Sebuah studi terbaru ungkap bahwa ekspansi alam semesta bisa menjadi fatamorgana. Para peneliti melihat adanya masalah konstanta kosmologis menunjukkan perluasan alam semesta bisa menjadi ilusi.
Dikutip dari Science Alert, pemikiran ulang kosmos ini menunjukkan solusi untuk teka-teki energi gelap dan materi gelap, yang diyakini para ilmuwan merupakan sekitar 95% dari total energi dan materi alam semesta tetapi diselimuti misteri.

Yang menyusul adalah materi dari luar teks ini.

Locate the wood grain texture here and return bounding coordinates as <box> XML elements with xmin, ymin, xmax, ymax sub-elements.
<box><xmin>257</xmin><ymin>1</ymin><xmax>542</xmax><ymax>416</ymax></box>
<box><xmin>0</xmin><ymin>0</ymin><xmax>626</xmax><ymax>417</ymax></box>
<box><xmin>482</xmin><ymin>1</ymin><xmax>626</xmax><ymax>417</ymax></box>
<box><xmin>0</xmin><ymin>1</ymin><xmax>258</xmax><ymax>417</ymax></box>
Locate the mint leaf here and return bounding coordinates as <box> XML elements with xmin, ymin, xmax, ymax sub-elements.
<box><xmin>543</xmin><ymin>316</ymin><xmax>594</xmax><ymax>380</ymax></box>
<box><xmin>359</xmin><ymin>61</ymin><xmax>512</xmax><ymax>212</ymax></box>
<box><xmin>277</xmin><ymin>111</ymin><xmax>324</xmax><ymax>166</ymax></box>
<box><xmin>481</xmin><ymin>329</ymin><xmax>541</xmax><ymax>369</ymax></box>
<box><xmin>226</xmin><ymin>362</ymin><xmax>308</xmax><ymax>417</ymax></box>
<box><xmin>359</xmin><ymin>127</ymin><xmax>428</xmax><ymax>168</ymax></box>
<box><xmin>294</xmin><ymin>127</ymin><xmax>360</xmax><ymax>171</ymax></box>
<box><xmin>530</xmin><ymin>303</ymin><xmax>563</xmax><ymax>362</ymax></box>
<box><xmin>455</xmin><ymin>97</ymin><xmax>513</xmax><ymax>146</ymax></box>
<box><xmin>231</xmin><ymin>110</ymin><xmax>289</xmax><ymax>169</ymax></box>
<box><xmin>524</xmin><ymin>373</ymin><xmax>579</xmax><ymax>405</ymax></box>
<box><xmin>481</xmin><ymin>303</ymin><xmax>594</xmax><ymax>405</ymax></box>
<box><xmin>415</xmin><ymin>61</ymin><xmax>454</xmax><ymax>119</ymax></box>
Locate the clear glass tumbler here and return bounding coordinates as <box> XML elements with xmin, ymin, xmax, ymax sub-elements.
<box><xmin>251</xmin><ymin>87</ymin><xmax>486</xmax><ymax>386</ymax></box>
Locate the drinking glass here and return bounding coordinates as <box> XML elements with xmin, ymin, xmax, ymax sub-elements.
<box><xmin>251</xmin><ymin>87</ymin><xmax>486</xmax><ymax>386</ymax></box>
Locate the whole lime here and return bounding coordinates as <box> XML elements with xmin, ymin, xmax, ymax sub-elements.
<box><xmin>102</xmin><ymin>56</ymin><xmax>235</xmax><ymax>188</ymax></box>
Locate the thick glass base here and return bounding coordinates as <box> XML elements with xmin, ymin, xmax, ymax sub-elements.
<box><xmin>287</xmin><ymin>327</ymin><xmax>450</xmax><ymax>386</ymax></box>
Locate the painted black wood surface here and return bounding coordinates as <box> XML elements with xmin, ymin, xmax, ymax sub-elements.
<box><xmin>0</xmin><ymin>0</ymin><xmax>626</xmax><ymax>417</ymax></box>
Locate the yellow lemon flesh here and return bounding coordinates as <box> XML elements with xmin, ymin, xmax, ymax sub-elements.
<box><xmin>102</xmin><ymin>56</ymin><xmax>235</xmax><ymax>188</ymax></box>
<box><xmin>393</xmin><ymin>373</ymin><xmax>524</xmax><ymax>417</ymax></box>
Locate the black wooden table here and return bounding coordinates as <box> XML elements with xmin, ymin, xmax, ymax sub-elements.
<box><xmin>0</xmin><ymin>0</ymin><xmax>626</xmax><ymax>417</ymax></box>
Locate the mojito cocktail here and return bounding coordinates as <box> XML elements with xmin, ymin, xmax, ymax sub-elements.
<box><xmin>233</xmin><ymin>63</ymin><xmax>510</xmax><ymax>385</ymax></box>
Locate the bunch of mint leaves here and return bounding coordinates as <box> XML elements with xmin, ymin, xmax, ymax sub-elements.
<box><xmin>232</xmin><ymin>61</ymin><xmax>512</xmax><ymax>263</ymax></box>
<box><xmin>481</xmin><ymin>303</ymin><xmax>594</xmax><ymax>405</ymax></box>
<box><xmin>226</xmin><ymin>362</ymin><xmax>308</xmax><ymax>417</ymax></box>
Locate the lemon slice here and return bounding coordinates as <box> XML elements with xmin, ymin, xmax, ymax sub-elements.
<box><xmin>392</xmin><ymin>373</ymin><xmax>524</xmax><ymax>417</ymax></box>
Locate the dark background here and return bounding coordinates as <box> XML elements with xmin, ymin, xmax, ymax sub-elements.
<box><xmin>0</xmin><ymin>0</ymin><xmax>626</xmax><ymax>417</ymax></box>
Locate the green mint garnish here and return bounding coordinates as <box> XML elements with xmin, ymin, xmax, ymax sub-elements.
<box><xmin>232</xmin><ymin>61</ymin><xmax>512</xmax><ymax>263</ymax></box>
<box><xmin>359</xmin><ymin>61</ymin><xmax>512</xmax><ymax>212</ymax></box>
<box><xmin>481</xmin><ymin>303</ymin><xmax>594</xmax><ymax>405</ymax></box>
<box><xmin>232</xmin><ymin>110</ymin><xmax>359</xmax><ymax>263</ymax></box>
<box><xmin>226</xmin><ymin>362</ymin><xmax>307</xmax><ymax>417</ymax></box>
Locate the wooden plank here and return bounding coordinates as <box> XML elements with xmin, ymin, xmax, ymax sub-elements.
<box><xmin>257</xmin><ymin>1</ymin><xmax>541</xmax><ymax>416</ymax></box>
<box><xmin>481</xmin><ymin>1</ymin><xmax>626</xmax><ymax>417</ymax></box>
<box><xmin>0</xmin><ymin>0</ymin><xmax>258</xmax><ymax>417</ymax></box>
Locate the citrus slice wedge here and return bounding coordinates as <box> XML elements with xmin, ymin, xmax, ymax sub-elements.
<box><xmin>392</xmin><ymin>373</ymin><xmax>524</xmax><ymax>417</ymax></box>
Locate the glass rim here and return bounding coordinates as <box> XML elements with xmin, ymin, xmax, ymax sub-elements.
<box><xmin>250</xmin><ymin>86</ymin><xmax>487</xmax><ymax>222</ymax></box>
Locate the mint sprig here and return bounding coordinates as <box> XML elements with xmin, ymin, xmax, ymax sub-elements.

Pendekatan baru ini telah diterbitkan di makalah jurnal Classical and Quantum Gravity, oleh profesor fisika teoretis Universitas Jenewa, Lucas Lombriser.
SCROLL TO CONTINUE WITH CONTENT
Alam Semesta Berekspansi Karena Pergeseran Merah
Peneliti mengungkapkan bahwa alam semesta mengembang karena pergeseran merah, peregangan panjang gelombang cahaya menuju spektrum yang lebih merah saat objek memancarkannya menjauh dari Bumi.
Pergeseran merah yang lebih tinggi di galaksi menunjukkan bahwa galaksi bergerak semakin jauh dari Bumi. Para ilmuwan pun menemukan bukti bahwa perluasan alam semesta tidak tetap, namun sebenarnya berakselerasi semakin cepat.
Ekspansi inilah yang ditangkap oleh istilah yang dikenal sebagai konstanta kosmologis, atau lambda.
Konstanta kosmologis ini telah memusingkan para kosmolog karena prediksi nilainya yang dibuat oleh fisika partikel berbeda dengan pengamatan aktual sebesar 120 orde magnitudo.
Konstanta Kosmologis Jadi Prediksi Buruk
Maka dari itu, konstanta kosmologis digambarkan sebagai prediksi terburuk dalam sejarah fisika.
Kosmolog kerap menyelesaikan perbedaan antara nilai manda yang berbeda dengan mengusulkan partikel atau kekuatan fisik baru. Namun Lombriser menanganinya dengan mengkonseptualisasi ulang apa yang sudah ada.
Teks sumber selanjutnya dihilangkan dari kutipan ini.